A dinâmica do Rito da Comunhão – aqui se trata de todo o contexto do Rito e que comentaremos a seguir – tem a força de estabelecer laços de unidade, comunhão e partilha: o “nós”, muito presente nas orações, ganha expressão comunitária; o abraço que damos uns aos outros estabelece um vínculo de paz e fraternidade; e o comer do Cordeiro imolado, a refeição festiva em memória do Mistério Pascal de Cristo, é a expressão maior “do ser Igreja”, vínculo entre os participantes e aquele que os convidou, Deus (TABORDA, 2015, p. 265ss).

O Rito da Comunhão em si

De toda a celebração eucarística, um ponto se faz referência e conduz o fiel à comunhão com o Senhor: o Rito da Comunhão. Nele a liturgia do Concílio Vaticano II estabelece quatro momentos principais: o convite à Oração do Senhor, o Pai-nosso; o Rito da Paz; a Fração do Pão e a Comunhão.

A Oração do Senhor é a oração que Jesus ensinou. E “obedientes à Palavra do Salvador e formados por seu divino ensinamento” (MR p. 500) somos convidados a rezar a oração que os Padres da Igreja a tinham considerada uma oração de comunhão, devido ao teor eucarístico do “pão nosso de cada dia”. Esta oração “condensa a oração cristã”, pois abrange todos os pedidos necessários que o povo de Deus dirige ao Pai. Com uma postura orante, de pé e de braços abertos, o presidente e a comunidade irmanam-se em comunhão – não se dirigi ao Pai como “meu Pai”, mas Pai nosso – e, confiantes, suplicam ao Pai providente, colocam-se em seu colo e dispõe-se ao seu Reino ao fazer as sete petições, conforme o ensino de Jesus narrado no Evangelho de Mateus (Mt 6, 5-15): “Santificado seja o vosso nome;” “venha a nós o vosso reino,” “seja feita a vossa vontade, assim na terra como no céu;” “o pão nosso de cada dia nos dai hoje;” “perdoai-nos as nossas ofensas, assim como nós perdoamos a quem nos tem ofendido;” “e não nos deixeis cair em tentação,” “mas livrai-nos do mal”.

O embolismo – acrescentar, introduzir alguma coisa – em seguida a oração do Pai-nosso, rezada pelo sacerdote, o “Livrai-nos de todos os males, ó Pai”, amplia o último pedido do Pai-nosso: “livrai-nos do mal” e pede para que toda comunidade seja libertada do poder do mal. Em seguida a comunidade encerra com a doxologia: “Vosso é o reino”.

O embolismo estabelece uma ligação entre a oração dominical, ou seja, a Oração do Senhor (CIC 2765), e o Rito da Paz.

O Rito da Paz na Igreja é muito antigo.
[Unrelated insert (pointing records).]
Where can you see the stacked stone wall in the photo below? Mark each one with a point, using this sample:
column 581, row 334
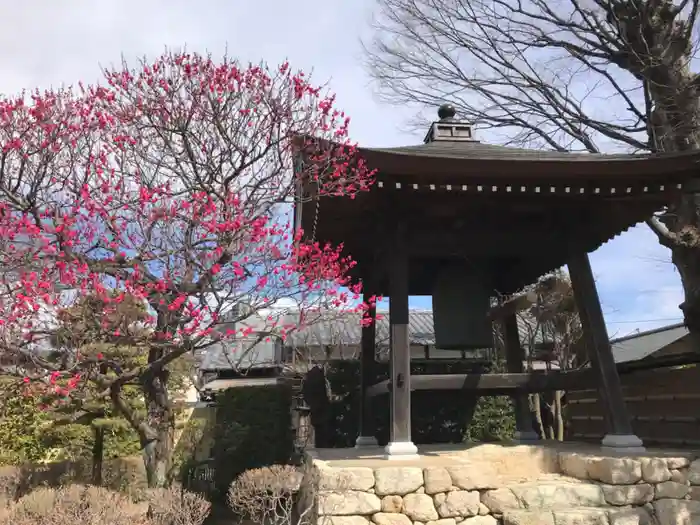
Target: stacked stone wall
column 587, row 490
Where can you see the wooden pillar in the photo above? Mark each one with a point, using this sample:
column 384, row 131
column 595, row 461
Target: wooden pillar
column 366, row 437
column 620, row 434
column 400, row 445
column 514, row 361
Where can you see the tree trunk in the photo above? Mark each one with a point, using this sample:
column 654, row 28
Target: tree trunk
column 537, row 408
column 558, row 416
column 97, row 455
column 159, row 443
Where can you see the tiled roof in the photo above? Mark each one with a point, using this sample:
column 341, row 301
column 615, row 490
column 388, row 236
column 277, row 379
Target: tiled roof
column 333, row 329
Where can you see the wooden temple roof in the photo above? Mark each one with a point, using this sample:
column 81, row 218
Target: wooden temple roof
column 519, row 212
Pelo Sec. II, no esquema de Justino de Roma, já se percebe uma menção sobre abraços com beijos, segundo o entendimento baseado em Mt 5, 23-25, como sinal de reconciliação e paz. Porém, o momento para esse ritual era na conclusão da liturgia da Palavra. Gregório Magno (Sec. VI) o deslocou para depois do Pai-nosso, como preparação natural para a comunhão.
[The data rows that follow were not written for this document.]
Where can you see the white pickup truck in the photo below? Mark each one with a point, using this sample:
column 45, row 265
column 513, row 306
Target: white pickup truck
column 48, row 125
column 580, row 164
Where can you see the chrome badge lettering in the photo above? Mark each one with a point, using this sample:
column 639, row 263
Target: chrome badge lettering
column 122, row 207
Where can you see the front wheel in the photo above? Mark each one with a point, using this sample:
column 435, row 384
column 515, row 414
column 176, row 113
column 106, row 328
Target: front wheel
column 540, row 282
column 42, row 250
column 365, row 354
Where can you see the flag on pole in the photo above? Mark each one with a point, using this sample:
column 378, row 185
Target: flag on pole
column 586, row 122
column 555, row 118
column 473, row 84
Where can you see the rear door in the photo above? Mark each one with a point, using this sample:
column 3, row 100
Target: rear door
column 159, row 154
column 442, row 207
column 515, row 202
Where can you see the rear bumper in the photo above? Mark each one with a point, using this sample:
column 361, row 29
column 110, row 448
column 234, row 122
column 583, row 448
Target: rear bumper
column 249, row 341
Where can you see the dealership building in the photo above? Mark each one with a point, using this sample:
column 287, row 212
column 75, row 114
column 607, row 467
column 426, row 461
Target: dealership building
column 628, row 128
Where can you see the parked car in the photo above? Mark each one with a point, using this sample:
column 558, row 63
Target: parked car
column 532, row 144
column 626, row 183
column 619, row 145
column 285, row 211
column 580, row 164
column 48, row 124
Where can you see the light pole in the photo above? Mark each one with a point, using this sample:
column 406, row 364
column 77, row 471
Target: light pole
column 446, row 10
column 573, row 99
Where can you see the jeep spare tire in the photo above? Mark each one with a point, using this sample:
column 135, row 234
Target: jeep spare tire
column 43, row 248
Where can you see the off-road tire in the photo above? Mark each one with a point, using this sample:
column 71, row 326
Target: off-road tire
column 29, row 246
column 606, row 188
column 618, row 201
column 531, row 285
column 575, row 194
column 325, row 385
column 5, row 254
O Rito romano atual evidencia que “o rito da paz no qual a Igreja implora a paz e a unidade para si mesma e para toda a família humana e os fiéis exprimem entre si a comunhão eclesial e a mútua caridade antes de comungar do sacramento” (IGMR 82). Nesse sentido, o gesto da paz está no eixo da unidade que o pai-nosso celebra; não se reduz ao gesto de cumprimento amigável, mas a comunhão entre os comungantes, ou seja, a participação na Eucaristia não se faz apenas com Cristo cabeça, mas se faz com a Igreja que está ali, o Corpo Místico de Cristo reunido ao redor do altar. Em outras palavras, o povo reunido por Deus, em Cristo, na unidade com o Espírito Santo, é chamado para o envolvimento com Cristo e com os irmãos, numa unidade pelo vínculo do amor.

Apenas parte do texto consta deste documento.